Diebold has agreed to pay $25 million to settle a Securities and Exchange Commission (SEC) fraud investigation into how the US cash machine manufacturer recognises its revenue.
The agreement comes as Diebold lowers 2009 guidance and outlines plans to axe 300 jobs in the wake of woeful first quarter results.
The SEC launched a formal investigation into how Diebold recognised revenues in 2006. The vendor says it has now agreed in principal to pay a $25 million penalty but will neither admit nor deny civil securities fraud charges.
In addition, the US Department of Justice will not bring criminal charges related to the transactions and accounting issues involved in the SEC investigation.
The firm has recorded a $25 million charge for the deal in the first quarter.
For the first quarter, net income attributable to Diebold plummeted 88% to $1.65 million, or $0.02 a share, compared to $13.80 million, or $0.21 a share, a year earlier.
Revenue was $663.2 million, down four per cent on the same period in 2008. However, revenue for financial self-service products and services actually rose one per cent to $493.5 million.

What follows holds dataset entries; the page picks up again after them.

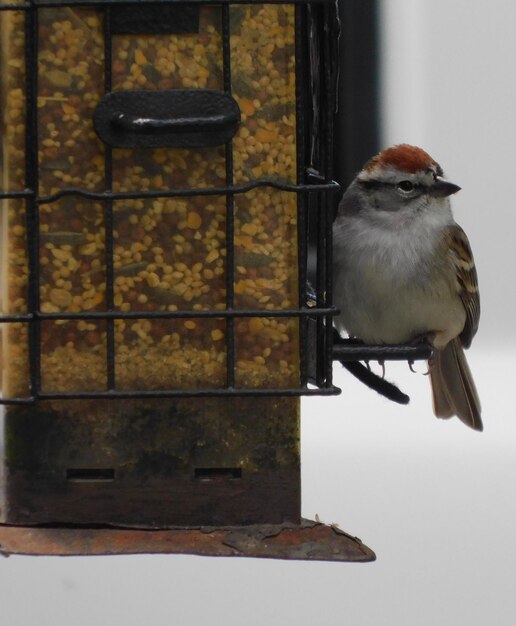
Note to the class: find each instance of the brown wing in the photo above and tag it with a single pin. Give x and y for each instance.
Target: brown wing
(467, 282)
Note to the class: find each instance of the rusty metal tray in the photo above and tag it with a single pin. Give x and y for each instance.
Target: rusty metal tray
(307, 541)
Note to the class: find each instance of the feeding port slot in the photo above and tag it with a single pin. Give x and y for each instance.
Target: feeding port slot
(218, 473)
(90, 474)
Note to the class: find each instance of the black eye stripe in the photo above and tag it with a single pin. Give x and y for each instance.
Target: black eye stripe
(376, 184)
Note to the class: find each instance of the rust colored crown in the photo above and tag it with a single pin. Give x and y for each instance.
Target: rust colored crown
(403, 157)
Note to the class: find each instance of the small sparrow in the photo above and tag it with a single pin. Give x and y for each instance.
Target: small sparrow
(403, 270)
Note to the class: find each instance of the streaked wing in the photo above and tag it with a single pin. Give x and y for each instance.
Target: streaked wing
(467, 281)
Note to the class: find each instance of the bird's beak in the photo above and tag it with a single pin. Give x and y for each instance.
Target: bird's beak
(443, 188)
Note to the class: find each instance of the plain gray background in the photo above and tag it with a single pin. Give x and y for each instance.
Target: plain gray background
(435, 500)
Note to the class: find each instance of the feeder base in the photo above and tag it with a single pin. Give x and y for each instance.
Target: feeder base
(308, 541)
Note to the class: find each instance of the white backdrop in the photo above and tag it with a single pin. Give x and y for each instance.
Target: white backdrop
(435, 500)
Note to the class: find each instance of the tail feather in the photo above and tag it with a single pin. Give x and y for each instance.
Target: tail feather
(453, 389)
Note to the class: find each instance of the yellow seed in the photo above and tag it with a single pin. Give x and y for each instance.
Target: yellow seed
(139, 57)
(61, 297)
(212, 255)
(153, 279)
(255, 325)
(250, 229)
(194, 220)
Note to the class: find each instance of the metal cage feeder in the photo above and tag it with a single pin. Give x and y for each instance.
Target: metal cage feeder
(162, 164)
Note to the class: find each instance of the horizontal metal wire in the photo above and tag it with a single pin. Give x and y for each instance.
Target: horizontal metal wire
(58, 3)
(354, 352)
(173, 393)
(223, 313)
(12, 195)
(330, 186)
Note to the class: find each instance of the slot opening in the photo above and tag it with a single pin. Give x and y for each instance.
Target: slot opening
(80, 474)
(209, 474)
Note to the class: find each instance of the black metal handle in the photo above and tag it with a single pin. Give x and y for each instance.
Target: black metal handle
(178, 118)
(149, 125)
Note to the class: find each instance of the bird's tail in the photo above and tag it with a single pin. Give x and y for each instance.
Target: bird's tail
(453, 389)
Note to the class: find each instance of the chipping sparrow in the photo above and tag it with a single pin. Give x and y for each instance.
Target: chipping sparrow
(403, 269)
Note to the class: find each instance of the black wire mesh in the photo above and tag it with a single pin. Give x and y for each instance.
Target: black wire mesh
(315, 72)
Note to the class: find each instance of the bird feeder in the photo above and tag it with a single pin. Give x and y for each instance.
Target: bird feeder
(160, 162)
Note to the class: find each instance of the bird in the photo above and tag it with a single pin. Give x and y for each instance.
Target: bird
(403, 271)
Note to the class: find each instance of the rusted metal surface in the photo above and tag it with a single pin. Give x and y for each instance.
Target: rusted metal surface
(306, 541)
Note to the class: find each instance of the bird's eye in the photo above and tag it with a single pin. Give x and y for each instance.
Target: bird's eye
(405, 186)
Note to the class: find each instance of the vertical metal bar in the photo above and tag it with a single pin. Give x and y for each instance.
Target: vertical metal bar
(331, 27)
(108, 212)
(32, 183)
(302, 199)
(230, 209)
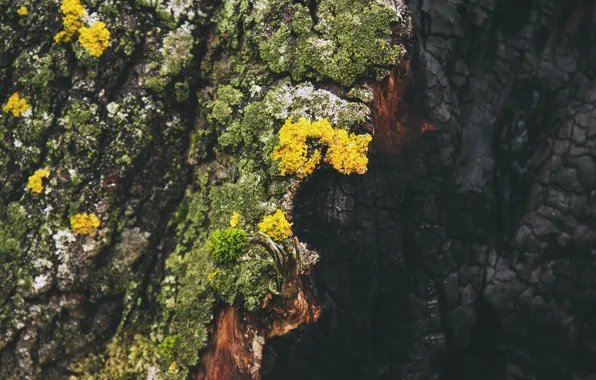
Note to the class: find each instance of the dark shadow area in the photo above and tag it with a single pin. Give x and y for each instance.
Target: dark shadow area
(481, 360)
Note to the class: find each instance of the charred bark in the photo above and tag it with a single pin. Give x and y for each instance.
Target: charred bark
(467, 253)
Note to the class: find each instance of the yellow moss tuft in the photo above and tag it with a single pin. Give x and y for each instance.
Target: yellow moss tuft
(95, 39)
(292, 149)
(73, 11)
(35, 181)
(276, 226)
(234, 219)
(16, 105)
(85, 224)
(211, 274)
(346, 153)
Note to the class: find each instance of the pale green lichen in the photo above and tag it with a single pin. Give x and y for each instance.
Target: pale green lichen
(177, 50)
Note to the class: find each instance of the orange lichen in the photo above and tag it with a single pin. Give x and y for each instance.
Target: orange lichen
(276, 226)
(16, 105)
(234, 219)
(95, 39)
(35, 181)
(347, 151)
(84, 224)
(73, 11)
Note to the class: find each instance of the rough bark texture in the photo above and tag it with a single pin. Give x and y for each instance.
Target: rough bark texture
(465, 252)
(470, 254)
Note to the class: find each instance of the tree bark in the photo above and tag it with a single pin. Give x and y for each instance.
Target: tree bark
(464, 252)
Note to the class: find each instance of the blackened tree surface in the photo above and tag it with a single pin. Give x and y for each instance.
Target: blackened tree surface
(469, 254)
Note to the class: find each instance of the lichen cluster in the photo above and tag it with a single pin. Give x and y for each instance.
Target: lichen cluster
(346, 152)
(84, 224)
(95, 38)
(153, 153)
(35, 181)
(16, 105)
(276, 226)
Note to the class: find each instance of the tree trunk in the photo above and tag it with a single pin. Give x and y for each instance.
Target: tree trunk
(464, 252)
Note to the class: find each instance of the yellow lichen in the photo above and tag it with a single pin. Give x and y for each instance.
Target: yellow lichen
(276, 226)
(85, 224)
(234, 219)
(16, 105)
(35, 181)
(211, 274)
(346, 152)
(95, 39)
(73, 11)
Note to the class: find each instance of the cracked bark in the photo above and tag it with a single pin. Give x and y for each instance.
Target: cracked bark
(466, 252)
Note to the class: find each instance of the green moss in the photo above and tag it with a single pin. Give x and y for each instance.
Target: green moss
(221, 107)
(246, 196)
(226, 246)
(351, 39)
(181, 89)
(250, 279)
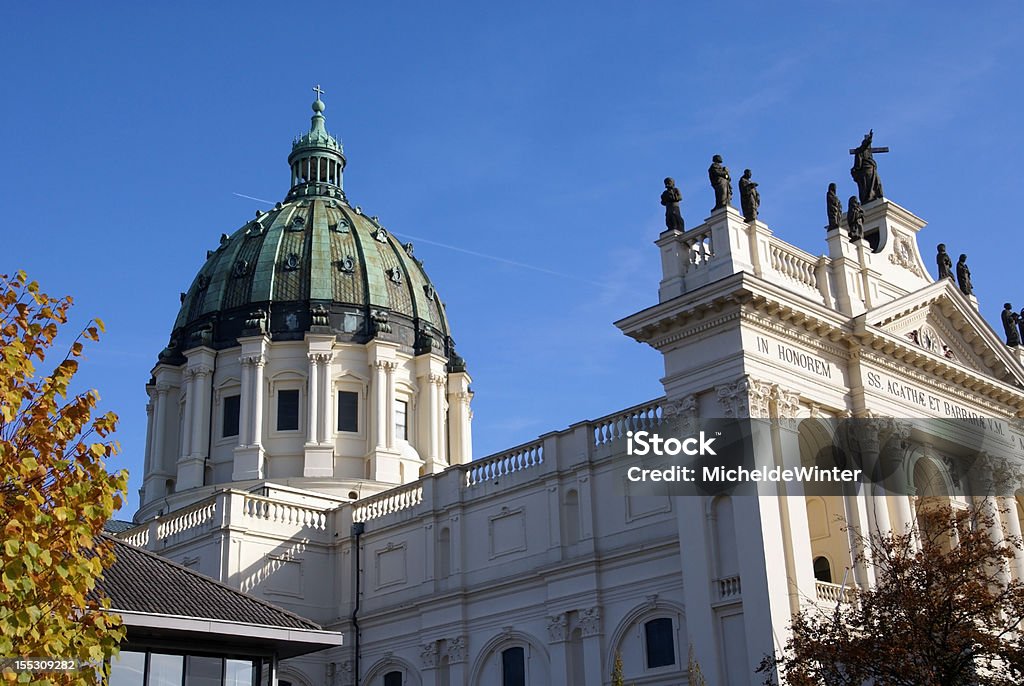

The company has lowered full year earnings per share non-Gaap guidance to $1.40 - $2, down from $2.10 - $2.40. Revenue is now expected to be between 13% and six per cent down on the previous year.
President and CEO, Thomas Swidarski, says Diebold will accelerate existing cost cutting initiatives and implement "headcount reductions through hiring restrictions, attrition and job eliminations - representing an overall reduction of approximately 300 full-time positions".
The latest measures come a year after the company disclosed plans to eliminate $100 million in costs by shutting down two of its four global Opteva ATM manufacturing facilities and restructuring its supply chain and distribution network.
That was on top of 800 job cuts announced that February and a $100 million cost-reduction programme that Diebold introduced in January 2006.
Diebold shares were down 12.15% to $23.71 in trading today.